Mailing List Archives
Authenticated access
|
|
|
[Date Prev][Date Next][Thread Prev][Thread Next][Date Index][Thread Index]
Re: [HTCondor-users] ResidentSetSize
- Date: Tue, 10 May 2016 15:01:08 -0500
- From: Todd Tannenbaum <tannenba@xxxxxxxxxxx>
- Subject: Re: [HTCondor-users] ResidentSetSize
On 5/10/2016 2:38 PM, Bob Ball wrote:
It would appear that the ResidentSetSize value does not immediately
appear in the Job ClassAd as a job starts, but only some short time
later. OK, I can live with that.
However, what is harder to understand is that we have seen instances
where it will display a value of 27GB when a job starts! I was trying
to use this on the schedd machine
SYSTEM_PERIODIC_REMOVE = ResidentSetSize > 5000*RequestMemory
but that 27GB cut was killing the jobs. However, once I removed this
from the schedd, similar jobs finished fine, with ClassAds reporting
only about 2.7GB of final ResidentSetSize.
Has anyone seen this kind of thing before? How could this be real, and
why does the ResidentSetSize not appear in the job ClassAd at job start?
We are running HTCondor 8.4.6 with cgroups enabled.
Hi Bob,
Couple quick thoughts:
1. We've seen Linux cgroups report large memory sizes for jobs because
it is including memory used by the kernel to buffer file system writes.
If you have condor_config knob ENABLE_KERNEL_TUNING set to True (the
default), HTCondor should prevent this problem from happening starting
with v8.4.5. But if you disabled this for whatever reason, that could
be the culprit.
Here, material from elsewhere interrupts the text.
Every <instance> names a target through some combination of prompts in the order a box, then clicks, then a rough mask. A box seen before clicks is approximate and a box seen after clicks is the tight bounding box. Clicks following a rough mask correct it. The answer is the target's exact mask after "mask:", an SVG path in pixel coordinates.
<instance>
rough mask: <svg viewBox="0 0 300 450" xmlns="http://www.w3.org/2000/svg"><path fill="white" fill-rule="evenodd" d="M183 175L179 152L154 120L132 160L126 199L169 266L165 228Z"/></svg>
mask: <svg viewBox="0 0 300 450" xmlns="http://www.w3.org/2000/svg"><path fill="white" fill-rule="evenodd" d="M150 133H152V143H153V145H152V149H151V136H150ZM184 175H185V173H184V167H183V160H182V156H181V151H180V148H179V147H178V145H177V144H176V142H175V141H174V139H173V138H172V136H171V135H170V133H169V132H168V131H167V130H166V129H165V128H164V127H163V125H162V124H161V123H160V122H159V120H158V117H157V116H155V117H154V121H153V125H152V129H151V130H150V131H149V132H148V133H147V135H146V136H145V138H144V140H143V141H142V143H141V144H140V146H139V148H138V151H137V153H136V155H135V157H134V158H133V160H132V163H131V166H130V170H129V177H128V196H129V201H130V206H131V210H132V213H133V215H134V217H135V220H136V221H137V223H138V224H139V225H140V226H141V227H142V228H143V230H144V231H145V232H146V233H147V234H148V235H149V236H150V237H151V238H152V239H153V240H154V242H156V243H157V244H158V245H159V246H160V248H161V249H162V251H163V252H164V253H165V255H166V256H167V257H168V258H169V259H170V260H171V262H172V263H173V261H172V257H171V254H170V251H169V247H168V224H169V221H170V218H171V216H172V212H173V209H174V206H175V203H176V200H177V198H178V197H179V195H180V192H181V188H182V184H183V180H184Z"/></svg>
For more info see
https://htcondor-wiki.cs.wisc.edu/index.cgi/tktview?tn=5500
2. Suggest using MemoryUsage for all policy expressions instead of
ResidentSetSize.
3. As to why does ResidentSetSize not appear in the job classad at job
start : Immediately at job start (i.e. right after the job is execed),
many jobs haven't allocated much memory yet, because they are still
initializing. So now the question is how long to wait... 1 second? 1
minute? By default HTCondor waits 8 seconds after job startup before
updating ResidentSetSize and other attributes. There is a
condor_starter config knob for this named STARTER_INITIAL_UPDATE_INTERVAL.
4. You may be interested in the HOWTO at
https://htcondor-wiki.cs.wisc.edu/index.cgi/wiki?p=HowToLimitMemoryUsage
hope the above helps
Todd